Authors: FAN, SHENGJIE - Shanghai University; XU, YUANZHONG - University Of Texas Health Science Center; LU, YUNGANG - University Of Texas Health Science Center; JIANG, ZHIYING - University Of Texas Health Science Center; LI, HONGLI - University Of Texas Health Science Center; MORRILL, JESSIE - University Of Texas Health Science Center; CAI, JING - University Of Texas Health Science Center; WU, QI - Children'S Nutrition Research Center (CNRC); XU, YONG - Children'S Nutrition Research Center (CNRC); XUE, MINGSHAN - Baylor College Of Medicine; ARENKIEL, BENJAMIN - Baylor College Of Medicine; HUANG, CHENG - Shanghai University; TONG, QINGCHUN - University Of Texas Health Science Center

Submitted to: Nature Communications
Publication Type: Peer Reviewed Journal
Publication Acceptance Date: 4/7/2021
Publication Date: 5/11/2021
Citation: Fan, S., Xu, Y., Lu, Y., Jiang, Z., Li, H., Morrill, J., Cai, J., Wu, Q., Xu, Y., Xue, M., Arenkiel, B., Huang, C., Tong, Q. 2021. A neural basis for brain leptin action on reducing type 1 diabetic hyperglycemia. Nature Communications. 12. Article 2662. https://doi.org/10.1038/s41467-021-22940-4.
DOI: https://doi.org/10.1038/s41467-021-22940-4

Interpretive Summary: Type 1 diabetes (T1D) is a very prevalent disease, but the only current treatment option is insulin. Recent studies in rodents have shown that the hormone leptin is capable of reducing high blood sugar in T1D. Researchers investigated the neurons related to leptin's effect on T1D. Our results showed that leptin receptor-expressing neurons are selectively activated in T1D. We also show that this activation is reversed by leptin. Our findings provide an understanding of the mechanism underlying leptin action. This work is important for a full understanding of T1D, which may lead to better treatment strategies.
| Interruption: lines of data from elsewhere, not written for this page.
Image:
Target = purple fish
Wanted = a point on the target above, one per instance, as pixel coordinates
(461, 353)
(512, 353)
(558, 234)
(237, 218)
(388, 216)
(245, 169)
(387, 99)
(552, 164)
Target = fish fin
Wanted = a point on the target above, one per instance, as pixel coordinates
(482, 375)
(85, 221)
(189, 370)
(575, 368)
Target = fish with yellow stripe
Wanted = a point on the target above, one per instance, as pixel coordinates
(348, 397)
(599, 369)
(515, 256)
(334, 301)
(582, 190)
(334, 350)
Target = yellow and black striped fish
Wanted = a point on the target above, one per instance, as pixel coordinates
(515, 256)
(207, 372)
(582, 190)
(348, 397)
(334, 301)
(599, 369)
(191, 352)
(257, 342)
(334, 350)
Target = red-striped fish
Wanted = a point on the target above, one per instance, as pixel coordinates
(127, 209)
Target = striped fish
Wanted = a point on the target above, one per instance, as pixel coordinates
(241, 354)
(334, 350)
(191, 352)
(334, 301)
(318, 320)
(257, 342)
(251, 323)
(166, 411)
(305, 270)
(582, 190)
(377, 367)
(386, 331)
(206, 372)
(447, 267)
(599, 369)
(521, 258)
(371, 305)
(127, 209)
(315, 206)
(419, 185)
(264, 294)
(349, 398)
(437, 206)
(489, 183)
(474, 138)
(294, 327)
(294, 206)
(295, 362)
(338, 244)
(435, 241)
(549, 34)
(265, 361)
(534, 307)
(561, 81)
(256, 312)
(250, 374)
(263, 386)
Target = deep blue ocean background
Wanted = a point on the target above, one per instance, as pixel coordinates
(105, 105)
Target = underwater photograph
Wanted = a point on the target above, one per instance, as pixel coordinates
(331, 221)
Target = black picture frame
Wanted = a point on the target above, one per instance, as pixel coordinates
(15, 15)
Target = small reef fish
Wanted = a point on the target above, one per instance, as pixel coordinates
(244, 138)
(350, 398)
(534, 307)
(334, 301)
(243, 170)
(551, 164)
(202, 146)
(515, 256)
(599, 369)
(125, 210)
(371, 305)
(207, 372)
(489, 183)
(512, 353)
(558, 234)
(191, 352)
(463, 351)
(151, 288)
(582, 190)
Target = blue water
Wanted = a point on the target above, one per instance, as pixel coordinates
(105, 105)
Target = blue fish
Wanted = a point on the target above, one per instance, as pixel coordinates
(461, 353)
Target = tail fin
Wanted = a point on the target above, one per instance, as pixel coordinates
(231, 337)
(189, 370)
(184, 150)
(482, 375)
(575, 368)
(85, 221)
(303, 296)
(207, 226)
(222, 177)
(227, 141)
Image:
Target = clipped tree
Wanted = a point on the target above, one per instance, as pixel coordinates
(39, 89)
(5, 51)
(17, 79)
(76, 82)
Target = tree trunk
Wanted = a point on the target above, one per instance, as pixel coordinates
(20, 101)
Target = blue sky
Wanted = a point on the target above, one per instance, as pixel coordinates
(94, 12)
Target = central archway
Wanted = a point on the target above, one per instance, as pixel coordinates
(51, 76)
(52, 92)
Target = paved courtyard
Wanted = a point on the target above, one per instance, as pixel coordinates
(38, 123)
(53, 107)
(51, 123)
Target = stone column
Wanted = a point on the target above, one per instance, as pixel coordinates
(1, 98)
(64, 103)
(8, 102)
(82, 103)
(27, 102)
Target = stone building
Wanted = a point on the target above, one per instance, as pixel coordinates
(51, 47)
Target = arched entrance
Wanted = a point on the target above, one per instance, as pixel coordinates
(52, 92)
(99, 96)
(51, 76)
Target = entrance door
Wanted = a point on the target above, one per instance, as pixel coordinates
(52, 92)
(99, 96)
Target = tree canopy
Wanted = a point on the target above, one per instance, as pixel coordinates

Technical Abstract: Central leptin action rescues type 1 diabetic (T1D) hyperglycemia; however, the underlying mechanism and the identity of mediating neurons remain elusive. Here, we show that leptin receptor (LepR)-expressing neurons in arcuate (LepRArc) are selectively activated in T1D. Activation of LepRArc neurons, Arc GABAergic (GABAArc) neurons, or arcuate AgRP neurons, is able to reverse the leptin’s rescuing effect. Conversely, inhibition of GABAArc neurons, but not AgRP neurons, produces leptin-mimicking rescuing effects. Further, AgRP neuron function is not required for T1D hyperglycemia or leptin’s rescuing effects. Finally, T1D LepRArc neurons show defective nutrient sensing and signs of cellular energy deprivation, which are both restored by leptin, whereas nutrient deprivation reverses the leptin action. Our results identify aberrant activation of LepRArc neurons owing to energy deprivation as the neural basis for T1D hyperglycemia and that leptin action is mediated by inhibiting LepRArc neurons through reversing energy deprivation.